Source : commission des finances du Sénat (d'après les données du ministère de la Défense)

Le montant des surcoûts OPEX pour l'année 2014 est estimé à 1 127 millions d'euros, alors que la provision inscrite en loi de finances initiale s'élevait à 450 millions d'euros.

La provision pour surcoûts OPEX est dépassée presque chaque année, même si des efforts ont été faits pour une meilleure budgétisation. Ainsi, en 2013, la provision prévue en loi de finances initiale aurait couvert le surcoût OPEX si la France n'avait pas été conduite à intervenir au Mali dans le cadre de l'opération Serval, déclenchée après l'adoption de la loi de finances initiale pour 2013.

En revanche, l'insuffisance de la provision OPEX pour 2014 était prévisible au moment de l'adoption de la loi de finances initiale pour 2014, compte tenu de la forte probabilité que l'intervention de l'armée française dans la bande sahélo-saharienne se prolonge tout au long de cet exercice budgétaire.

La provision prévue dans le projet de loi de finances pour 2015, fixée à 450 millions d'euros, conformément à la loi de programmation militaire 2014-2019, alors même que plusieurs opérations ont été déclenchées depuis l'adoption de ce texte, sera de toute évidence insuffisante : l'opération Barkhane se prolongera probablement en 2015 et les opérations en République centrafricaine et en Irak se poursuivent.

Certes l'article 4 de la loi de programmation militaire 2014-2019 dispose, comme la loi de programmation militaire 2009-2014, qu' « en gestion, les surcoûts nets, hors titre 5 et nets des remboursements des organisations internationales, non couverts par cette dotation qui viendraient à être constatés sur le périmètre des opérations extérieures font l'objet d'un financement interministériel », mais ce mécanisme de solidarité interministérielle, qui finance également les besoins d'autres missions, met à contribution la mission « Défense » à travers des annulations portant sur ses crédits d'équipement.

Cela revient en réalité à mettre une partie du surcoût OPEX en auto-assurance et crée une situation paradoxale : plus la France s'engage dans des opérations extérieures, plus les moyens matériels et financiers de ses armées sont diminués.

La répétition de ces dépassements d'année en année appelle donc à une prise en compte, dans la budgétisation initiale, des tendances observées en exécution afin d'éviter que le décret d'avance ne devienne un instrument récurrent d'ajustement des crédits destinés aux opérations extérieures, nuisant ainsi à la bonne information du Parlement ainsi qu'à la soutenabilité de la budgétisation de la Défense.

2. Le calculateur « Louvois »
a) Des problèmes qui perdurent depuis trois ans

Trois systèmes d'information de gestion des ressources humaines (SIRH) sont raccordés au calculateur de solde Louvois . Il s'agit des systèmes du service de santé des armées (Arhmonie, raccordé en avril 2011), de l'armée de terre et du service des essences des armées (Concerto, raccordé en octobre 2011) et de la marine nationale (Rhapsodie, raccordé en avril 2012).

Les dysfonctionnements observés depuis trois ans perdurent . Le processus de gestion de la solde présente en effet des anomalies affectant les montants versés et les imputations budgétaires de la masse salariale.
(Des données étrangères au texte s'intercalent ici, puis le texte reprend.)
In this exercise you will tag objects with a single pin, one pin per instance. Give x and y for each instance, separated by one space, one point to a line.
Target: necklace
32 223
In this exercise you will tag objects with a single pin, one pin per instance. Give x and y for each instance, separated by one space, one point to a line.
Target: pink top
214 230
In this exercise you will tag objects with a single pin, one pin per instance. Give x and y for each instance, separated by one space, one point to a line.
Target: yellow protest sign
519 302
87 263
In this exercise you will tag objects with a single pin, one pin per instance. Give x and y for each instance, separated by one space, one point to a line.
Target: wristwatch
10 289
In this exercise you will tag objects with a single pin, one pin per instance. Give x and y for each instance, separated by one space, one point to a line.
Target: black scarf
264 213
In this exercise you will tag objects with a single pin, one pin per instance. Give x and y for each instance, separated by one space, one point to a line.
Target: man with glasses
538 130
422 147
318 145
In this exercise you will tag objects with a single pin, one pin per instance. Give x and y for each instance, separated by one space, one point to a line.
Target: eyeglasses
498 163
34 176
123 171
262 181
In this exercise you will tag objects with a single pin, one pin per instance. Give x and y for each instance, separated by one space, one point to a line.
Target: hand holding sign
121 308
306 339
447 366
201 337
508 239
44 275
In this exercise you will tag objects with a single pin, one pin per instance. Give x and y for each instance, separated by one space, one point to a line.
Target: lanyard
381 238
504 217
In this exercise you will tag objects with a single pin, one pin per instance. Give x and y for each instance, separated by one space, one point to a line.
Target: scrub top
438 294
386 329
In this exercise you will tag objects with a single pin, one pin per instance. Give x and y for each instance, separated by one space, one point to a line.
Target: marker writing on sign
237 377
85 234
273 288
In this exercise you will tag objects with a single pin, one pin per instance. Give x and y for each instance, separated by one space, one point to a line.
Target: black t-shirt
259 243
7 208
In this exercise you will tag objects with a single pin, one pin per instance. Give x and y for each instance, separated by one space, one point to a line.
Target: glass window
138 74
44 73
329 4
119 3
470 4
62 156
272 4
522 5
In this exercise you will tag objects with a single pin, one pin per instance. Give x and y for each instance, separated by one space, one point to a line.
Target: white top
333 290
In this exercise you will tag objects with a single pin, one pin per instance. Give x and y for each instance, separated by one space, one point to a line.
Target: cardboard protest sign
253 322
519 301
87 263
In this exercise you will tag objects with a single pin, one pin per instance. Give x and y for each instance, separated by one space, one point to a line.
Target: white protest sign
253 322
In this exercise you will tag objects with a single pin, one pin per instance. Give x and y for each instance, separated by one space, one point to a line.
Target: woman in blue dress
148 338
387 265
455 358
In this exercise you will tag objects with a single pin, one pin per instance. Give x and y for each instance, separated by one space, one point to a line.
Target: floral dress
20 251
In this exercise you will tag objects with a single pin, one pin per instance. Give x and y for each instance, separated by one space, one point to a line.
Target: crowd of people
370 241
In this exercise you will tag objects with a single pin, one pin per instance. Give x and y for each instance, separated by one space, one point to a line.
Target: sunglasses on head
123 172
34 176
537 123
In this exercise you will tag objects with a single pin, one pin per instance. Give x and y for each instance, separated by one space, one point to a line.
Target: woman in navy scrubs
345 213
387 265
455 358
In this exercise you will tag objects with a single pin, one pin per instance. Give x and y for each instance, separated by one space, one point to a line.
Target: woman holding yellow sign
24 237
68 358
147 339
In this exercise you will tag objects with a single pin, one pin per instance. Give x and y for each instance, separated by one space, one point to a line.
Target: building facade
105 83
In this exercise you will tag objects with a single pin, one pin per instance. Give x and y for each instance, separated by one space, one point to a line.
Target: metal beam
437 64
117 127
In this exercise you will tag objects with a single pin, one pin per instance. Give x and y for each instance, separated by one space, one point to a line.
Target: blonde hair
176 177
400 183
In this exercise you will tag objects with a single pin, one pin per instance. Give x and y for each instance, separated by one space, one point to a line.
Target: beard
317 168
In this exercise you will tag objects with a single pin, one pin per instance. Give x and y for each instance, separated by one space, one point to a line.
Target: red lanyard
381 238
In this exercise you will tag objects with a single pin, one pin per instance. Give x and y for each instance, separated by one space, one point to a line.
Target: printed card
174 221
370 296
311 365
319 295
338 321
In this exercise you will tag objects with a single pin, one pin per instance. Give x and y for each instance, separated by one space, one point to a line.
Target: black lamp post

En 2013, des difficultés dans le traitement des erreurs de calcul sont apparues. Des pertes d'historiques de dossiers ont par ailleurs été constatées au quatrième trimestre 2013.

Sont ainsi versées des soldes trop importantes par rapport au montant réellement dû par l'administration , ce qui pose le problème de la détection et du traitement de ces erreurs , ainsi que du recouvrement des sommes considérées.

Les conditions de recouvrement des trop-versés de solde

« Pour les militaires en activité, le recouvrement se fait par remise de chèques au trésorier militaire (« rétablissement de crédits »). Cette procédure de recettes au comptant présente en effet l'avantage pour l'administré de pouvoir éteindre la dette rapidement. L'autre procédure (« précompte ») consiste à précompter les sommes dues sur la solde des administrés suivant un échéancier enregistré dans le SIRH.

« Pour les personnels rayés des contrôles, les dossiers, après analyse, sont confiés au réseau DGFiP (comptable public) qui émet un titre de perception qui conduit à rétablissement de crédits à l'issue du recouvrement des trop-versés.

« Les indus récupérés viennent en gestion abonder les dépenses du titre 2 et couvrir, même partiellement, les indus versés au titre de l'exercice en cours : concrètement, les indus, nets des campagnes 2012 et 2013, récupérés en 2014, viennent couvrir partiellement les nouveaux indus nets versés en 2014.

« Enfin, au titre des inhibitions 7 ( * ) , le ministère reprend par ailleurs certaines sommes par rétablissement de crédit. Ces reprises d'inhibitions permettent une récupération du flux des indus 2014 détectés et inhibés.

« A ce stade, les récupérations des indus sont estimés à environ 30 millions d'euros (avec une marge d'erreur de plus ou moins 5 millions d'euros) au titre de l'exercice budgétaire 2014 . »

Source : réponse au questionnaire de votre rapporteur général

b) 160 millions d'euros supplémentaires nécessaires en 2014

Le présent projet de décret d'avance procède à l'ouverture de 160 millions d'euros liés aux dysfonctionnements du système « Louvois » qui, d'après les informations transmises à votre rapporteur général, se répartissent comme indiqué dans l'encadré ci-après.

La répartition des surcoûts constatés au titre du moteur de paie « Louvois »

« Au niveau ministériel, l'insuffisance prévisionnelle de titre 2 de 160 millions d'euros hors CAS pensions et hors OPEX est engendrée par les dysfonctionnements Louvois suivants :

- 40 millions d'euros d'avances OPEX dont les reprises sont gelées dans le calculateur de solde ;

- 25 millions d'euros au titre de l'écart de rapprochement comptable (écart décaissé/mandaté) ;

- 45 millions d'euros au titre d'« historisations » abusives (dysfonctionnements liés à des rappels négatifs non justifiés générés par la reconstitution d'historiques de paiements) ;

- 7 millions d'euros au titre du plan d'urgence ministériel ;

- 13 millions d'euros de risque de décalage (2014/2015) d'« inhibitions » (risque suite à la montée de version de novembre sur la solde de décembre qui fera l'objet de reprise les mois suivants) ;

- 30 millions d'euros de nouveaux versements d'indus sur les derniers mois de la fin de l'année 2014. »

Source : réponse au questionnaire de votre rapporteur général


* 7 La procédure d'inhibition des paiements détectés comme anormalement élevés sur la bande de virement est mise en oeuvre pour éviter le paiement d'un trop-versé à un individu. Elle consiste à créditer le compte du CIAS (trésorier), au lieu de celui du militaire. Les soldes recalculées sont versées au militaire et mandatées. La « reprise » d'inhibitions consiste à rétablir les crédits transmis automatiquement par FEN59 dans Chorus et correspondant à la solde inhibée.